Another important finding was that in all groups, regardless of gender or screening status, participants were universally negative about FOBT as a CRC screening option. This was a surprising finding since many interventions with African American populations have used distribution of FOBT kits to encourage CRC screening [24]. The results of this study seem to contradict this practice, indicating that focusing on the benefits of and widening access to colonoscopy may be a better strategy to increase screening rates in an African American clinic population.

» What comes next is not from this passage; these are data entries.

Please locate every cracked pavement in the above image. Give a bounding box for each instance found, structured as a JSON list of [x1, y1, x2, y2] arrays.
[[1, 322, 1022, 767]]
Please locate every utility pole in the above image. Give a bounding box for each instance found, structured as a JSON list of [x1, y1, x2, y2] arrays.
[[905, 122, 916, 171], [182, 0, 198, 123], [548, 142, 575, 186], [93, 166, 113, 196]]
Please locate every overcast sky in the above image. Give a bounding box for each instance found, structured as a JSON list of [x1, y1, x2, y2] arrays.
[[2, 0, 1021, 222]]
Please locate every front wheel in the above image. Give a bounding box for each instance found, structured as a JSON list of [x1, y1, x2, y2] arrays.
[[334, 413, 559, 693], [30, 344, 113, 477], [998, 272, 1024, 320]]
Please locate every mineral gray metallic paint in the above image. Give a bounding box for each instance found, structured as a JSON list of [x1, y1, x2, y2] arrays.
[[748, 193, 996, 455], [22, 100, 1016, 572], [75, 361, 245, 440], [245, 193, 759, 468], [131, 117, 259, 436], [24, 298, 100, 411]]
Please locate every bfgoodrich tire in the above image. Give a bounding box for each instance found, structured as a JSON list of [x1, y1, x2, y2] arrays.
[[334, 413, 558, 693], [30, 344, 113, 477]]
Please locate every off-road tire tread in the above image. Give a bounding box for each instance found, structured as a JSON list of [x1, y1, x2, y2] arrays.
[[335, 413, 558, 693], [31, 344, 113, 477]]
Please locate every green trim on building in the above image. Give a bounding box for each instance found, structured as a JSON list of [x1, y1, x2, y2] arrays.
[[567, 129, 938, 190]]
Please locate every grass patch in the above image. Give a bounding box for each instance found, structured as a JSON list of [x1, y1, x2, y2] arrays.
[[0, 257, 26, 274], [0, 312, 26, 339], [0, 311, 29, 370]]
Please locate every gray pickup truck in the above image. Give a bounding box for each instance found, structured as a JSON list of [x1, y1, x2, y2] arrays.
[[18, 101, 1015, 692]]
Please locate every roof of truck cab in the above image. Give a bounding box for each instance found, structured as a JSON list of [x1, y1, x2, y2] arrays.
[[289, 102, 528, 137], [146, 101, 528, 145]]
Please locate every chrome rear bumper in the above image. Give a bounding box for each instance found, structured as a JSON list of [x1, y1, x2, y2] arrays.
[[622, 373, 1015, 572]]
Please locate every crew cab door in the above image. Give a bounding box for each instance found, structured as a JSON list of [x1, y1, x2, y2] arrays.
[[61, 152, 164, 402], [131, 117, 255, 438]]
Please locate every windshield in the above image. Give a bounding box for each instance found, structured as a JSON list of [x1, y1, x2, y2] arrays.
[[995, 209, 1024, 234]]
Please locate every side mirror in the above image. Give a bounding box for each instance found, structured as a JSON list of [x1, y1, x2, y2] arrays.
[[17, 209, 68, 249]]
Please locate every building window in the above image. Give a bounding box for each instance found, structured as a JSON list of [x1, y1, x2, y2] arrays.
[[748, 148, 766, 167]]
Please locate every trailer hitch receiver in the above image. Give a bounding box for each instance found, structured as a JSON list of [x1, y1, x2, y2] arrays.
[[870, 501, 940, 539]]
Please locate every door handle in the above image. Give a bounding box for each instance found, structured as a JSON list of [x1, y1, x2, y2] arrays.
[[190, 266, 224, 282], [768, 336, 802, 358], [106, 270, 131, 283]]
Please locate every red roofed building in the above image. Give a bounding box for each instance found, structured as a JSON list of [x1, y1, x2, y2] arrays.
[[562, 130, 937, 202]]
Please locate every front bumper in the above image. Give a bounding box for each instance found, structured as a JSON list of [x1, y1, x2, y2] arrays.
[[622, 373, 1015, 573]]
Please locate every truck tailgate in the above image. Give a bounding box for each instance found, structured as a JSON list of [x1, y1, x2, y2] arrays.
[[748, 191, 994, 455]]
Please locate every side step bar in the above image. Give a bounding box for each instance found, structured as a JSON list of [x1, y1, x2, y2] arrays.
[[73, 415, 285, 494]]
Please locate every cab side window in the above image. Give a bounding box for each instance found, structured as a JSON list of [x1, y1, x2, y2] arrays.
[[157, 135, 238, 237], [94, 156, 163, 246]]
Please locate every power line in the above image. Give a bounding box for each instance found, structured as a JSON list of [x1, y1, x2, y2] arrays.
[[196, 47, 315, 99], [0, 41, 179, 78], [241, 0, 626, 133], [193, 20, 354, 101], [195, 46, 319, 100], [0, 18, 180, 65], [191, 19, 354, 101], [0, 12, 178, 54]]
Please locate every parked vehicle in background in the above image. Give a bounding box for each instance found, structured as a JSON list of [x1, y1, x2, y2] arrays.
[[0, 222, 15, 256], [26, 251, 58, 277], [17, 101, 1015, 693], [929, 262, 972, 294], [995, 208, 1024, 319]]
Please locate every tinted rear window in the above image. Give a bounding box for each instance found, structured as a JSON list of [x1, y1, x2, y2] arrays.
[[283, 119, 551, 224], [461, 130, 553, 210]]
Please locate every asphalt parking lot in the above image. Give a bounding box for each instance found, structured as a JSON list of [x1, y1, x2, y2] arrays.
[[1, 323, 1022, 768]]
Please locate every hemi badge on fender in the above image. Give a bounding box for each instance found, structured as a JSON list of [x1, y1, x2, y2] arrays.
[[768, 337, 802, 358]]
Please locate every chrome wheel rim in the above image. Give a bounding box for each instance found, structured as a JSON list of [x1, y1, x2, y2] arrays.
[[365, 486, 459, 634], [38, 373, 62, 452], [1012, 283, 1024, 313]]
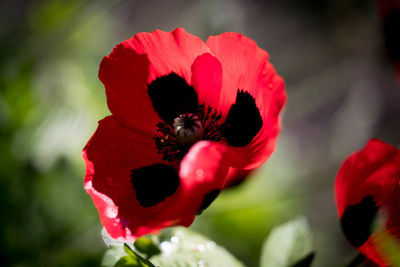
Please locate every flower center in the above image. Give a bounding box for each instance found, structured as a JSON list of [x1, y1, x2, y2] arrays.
[[173, 113, 204, 146], [153, 104, 224, 162]]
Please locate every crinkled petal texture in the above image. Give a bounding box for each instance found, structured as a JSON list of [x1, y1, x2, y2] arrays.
[[206, 32, 286, 184], [335, 139, 400, 266], [84, 28, 286, 240]]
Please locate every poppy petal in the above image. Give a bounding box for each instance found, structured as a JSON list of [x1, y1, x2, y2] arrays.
[[119, 140, 230, 232], [83, 116, 180, 239], [99, 44, 159, 136], [173, 140, 229, 216], [335, 139, 400, 217], [191, 52, 223, 110], [99, 28, 212, 133], [130, 28, 211, 83], [206, 32, 286, 169], [385, 186, 400, 232], [361, 187, 400, 267], [335, 139, 400, 265]]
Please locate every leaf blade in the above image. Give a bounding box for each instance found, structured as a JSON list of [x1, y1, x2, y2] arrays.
[[260, 216, 314, 267]]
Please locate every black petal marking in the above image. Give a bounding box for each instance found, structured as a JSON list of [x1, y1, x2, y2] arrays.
[[340, 196, 379, 247], [130, 164, 180, 207], [148, 73, 199, 125], [222, 90, 263, 147], [383, 10, 400, 60], [197, 189, 221, 215]]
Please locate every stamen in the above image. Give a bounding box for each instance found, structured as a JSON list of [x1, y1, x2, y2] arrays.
[[153, 105, 224, 162], [198, 104, 224, 142], [153, 122, 187, 162], [173, 113, 204, 146]]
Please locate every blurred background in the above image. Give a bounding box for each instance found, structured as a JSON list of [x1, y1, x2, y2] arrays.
[[1, 0, 399, 266]]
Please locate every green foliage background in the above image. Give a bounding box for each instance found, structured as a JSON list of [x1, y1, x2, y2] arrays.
[[1, 0, 399, 266]]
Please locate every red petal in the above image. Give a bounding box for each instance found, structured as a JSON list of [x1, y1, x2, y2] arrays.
[[206, 32, 286, 169], [358, 225, 400, 267], [129, 28, 211, 83], [335, 139, 400, 217], [359, 235, 390, 266], [385, 186, 400, 232], [357, 188, 400, 266], [335, 139, 400, 266], [117, 141, 230, 235], [191, 53, 223, 109], [83, 117, 230, 239], [83, 116, 179, 239], [366, 187, 400, 266], [171, 141, 229, 217], [99, 43, 159, 135], [99, 28, 212, 133], [180, 140, 229, 196]]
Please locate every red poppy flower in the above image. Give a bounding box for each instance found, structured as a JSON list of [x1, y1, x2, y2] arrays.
[[83, 28, 286, 241], [335, 139, 400, 266]]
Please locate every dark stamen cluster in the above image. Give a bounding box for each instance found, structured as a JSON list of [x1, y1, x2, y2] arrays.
[[153, 122, 188, 162], [197, 104, 224, 142], [153, 104, 224, 162]]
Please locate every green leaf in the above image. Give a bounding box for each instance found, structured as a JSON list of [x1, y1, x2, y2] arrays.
[[114, 253, 155, 267], [101, 244, 156, 267], [114, 256, 141, 267], [102, 245, 129, 267], [150, 227, 245, 267], [102, 228, 243, 267], [134, 236, 161, 258], [260, 216, 314, 267], [117, 244, 155, 267]]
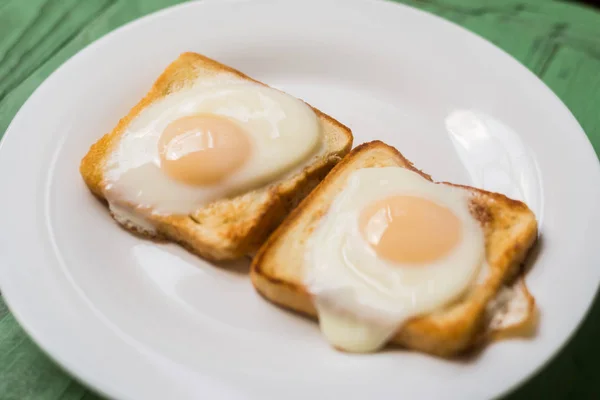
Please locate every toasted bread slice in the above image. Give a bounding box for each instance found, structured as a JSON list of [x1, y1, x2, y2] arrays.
[[80, 52, 352, 261], [251, 141, 538, 357]]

Participants also indicated that they believed CRC screening provides a “peace of mind”; this was a prevalent theme even in the never screened. While the never-screened participants were more apprehensive about screening, they said that they were more comfortable with the idea of screening, particularly colonoscopy, after the brief tutorial was provided. This finding suggests that the reservations participants had about CRC screening might be addressed with targeted, culturally relevant education and materials that emphasize accuracy and getting “peace of mind.” The views of the ever-screened participants also illustrate that once screened, at least some feel the need to “educate” others. In the groups, many discussed how they have talked with their sons, daughters, friends, and family about the need for CRC screening and its importance. This was also evidenced in their detailed discussions of how best to provide information on CRC screening to African American communities. It should be noted, however, that it may be that a subset of the ever screened, who felt so positively about screening, was more likely to agree to participate in a focus group on CRC screening compared to those who had had more negative experiences.
While the never-screened participants had few ideas about how to increase screening other than having doctors or the media provide information, the ever-screened participants offered a variety of ideas on how to engage the community through the use of community-based organizations, churches, and relevant spokespeople. Being screened may have “converted” some of them into being advocates for screening, but the potential selection bias noted above must be kept in mind. If screening does increase patients’ commitment to the importance of CRC screening and providing information to others who have not been screened, patients themselves are an important resource for enhancing screening rates. This result is also important in that using African American individuals who have been screened for CRC may be a particularly important strategy for spreading the word in African American communities. Similar initiatives have worked with other communities (e.g., the use of promotoras to increase cervical cancer screening among Latinas, particularly immigrant Latinas) [25].
Limitations
As with all qualitative studies, limitations include the inability to generalize results to broader populations because they represent the opinions of a small group of people; in this case urban African American patients in a large teaching hospital. Findings may not reflect other groups of African Americans, especially those who may not have easy access to primary medical care. In the case of this study, findings on FOBT and barriers to CRC screening may be dependent on the participants’ individual experiences, geographical location, and health care access. In addition, because all the participants were patients in a primary care continuity clinic in an urban teaching hospital, perceptions of CRC and screening modalities may be different than in other African American populations, including other practice sites in the same community. These participants had access to health care, health insurance, and their physicians had access to specialists for colonoscopy referral, as opposed to the Federally Qualified Health Centers where the wait times may be longer to see a physician. Results may thus be affected by this access or by the type of health information they had already been given by health care professionals about CRC screening. The sample in this study was also younger, in that no participants were over the age of 65 when screening adherence increases. The low acceptance rate and high rate of no-shows to the focus groups, both of which contributed to the small sample size, could also have biased the sample as well as the fact that though study personnel were gender matched to groups they were not ethnically matched, possibly influencing results.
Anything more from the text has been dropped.